Cuba registró este lunes un apagón generalizado luego del colapso del Sistema Electroenergético Nacional, lo que dejó sin suministro eléctrico a la totalidad de la isla. La situación fue confirmada por la estatal Unión Eléctrica (UNE), que informó sobre la activación de protocolos de emergencia para intentar restablecer el servicio.
Cuba a oscuras otra vez: el sistema energético sufrió un nuevo colapso
Según el organismo, la falla se produjo tras una desconexión total del sistema eléctrico, lo que obligó a iniciar maniobras técnicas para recuperar gradualmente la generación y distribución de energía. Las autoridades advirtieron que la normalización del suministro podría demorar varias horas debido al deterioro de la infraestructura energética.
🇨🇺 | Cuba se quedará sin luz esta tarde-noche, el horario de mayor demanda eléctrica, con apagones que afectarán de manera simultánea a más de la mitad del país, informó la estatal Unión Eléctrica (UNE). pic.twitter.com/ObUUYefwt7
— Alerta Mundial (@AlertaMundoNews) January 29, 2026
El apagón ocurre en medio de una profunda crisis energética que atraviesa el país desde mediados de 2024 y que ha provocado reiterados cortes de electricidad. De hecho, se trata del sexto colapso generalizado del sistema en los últimos dieciocho meses.
Más temprano, la UNE había anticipado un panorama crítico: durante el horario de mayor demanda se estimaba que cerca del 62 % del país permanecería sin electricidad, con un déficit energético cercano a los 1.930 megavatios. Mientras la demanda máxima proyectada alcanzaba los 3.150 MW, la capacidad disponible apenas llegaba a los 1.220 MW.

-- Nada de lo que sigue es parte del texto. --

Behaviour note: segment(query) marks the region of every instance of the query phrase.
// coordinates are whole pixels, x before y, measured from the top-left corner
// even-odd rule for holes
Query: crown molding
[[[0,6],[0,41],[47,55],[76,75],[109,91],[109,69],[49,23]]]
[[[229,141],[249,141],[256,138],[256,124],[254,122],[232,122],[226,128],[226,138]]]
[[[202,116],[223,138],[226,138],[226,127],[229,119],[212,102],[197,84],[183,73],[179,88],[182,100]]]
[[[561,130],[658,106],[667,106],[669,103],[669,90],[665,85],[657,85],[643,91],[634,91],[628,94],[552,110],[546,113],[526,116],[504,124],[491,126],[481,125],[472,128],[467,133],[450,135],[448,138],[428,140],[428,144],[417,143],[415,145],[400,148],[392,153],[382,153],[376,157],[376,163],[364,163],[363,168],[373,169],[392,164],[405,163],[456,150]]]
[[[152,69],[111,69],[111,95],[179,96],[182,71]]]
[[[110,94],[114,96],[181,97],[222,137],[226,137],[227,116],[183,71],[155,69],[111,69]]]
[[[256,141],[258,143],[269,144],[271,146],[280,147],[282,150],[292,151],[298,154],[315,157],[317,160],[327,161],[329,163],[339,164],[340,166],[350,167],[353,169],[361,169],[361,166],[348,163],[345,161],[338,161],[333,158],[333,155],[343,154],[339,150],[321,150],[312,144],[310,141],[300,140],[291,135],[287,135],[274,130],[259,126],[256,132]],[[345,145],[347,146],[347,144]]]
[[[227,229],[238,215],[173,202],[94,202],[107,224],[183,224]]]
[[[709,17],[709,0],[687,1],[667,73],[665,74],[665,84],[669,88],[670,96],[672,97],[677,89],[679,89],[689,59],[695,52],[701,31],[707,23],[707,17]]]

Gran parte de la infraestructura energética cubana presenta un alto nivel de deterioro. Actualmente, nueve de las dieciséis unidades termoeléctricas del sistema nacional se encuentran fuera de servicio por averías o mantenimiento, lo que reduce considerablemente la capacidad de generación eléctrica.
El sistema energético del país depende en gran medida de plantas termoeléctricas antiguas y de combustibles importados. La falta de inversiones, la escasez de recursos para mantenimiento y las dificultades para acceder a combustibles han profundizado la fragilidad del sistema.

La crisis energética también tiene impacto directo en la vida cotidiana y la actividad económica. Hospitales, escuelas, industrias y servicios básicos enfrentan dificultades para funcionar con normalidad, mientras miles de familias atraviesan prolongados periodos sin electricidad.
En paralelo, la reducción en el suministro de petróleo proveniente de Venezuela y el aumento de los precios internacionales del crudo han agravado aún más el escenario energético de la isla. En este contexto, crece el malestar social y se multiplican los reclamos de la población ante la persistencia de los apagones.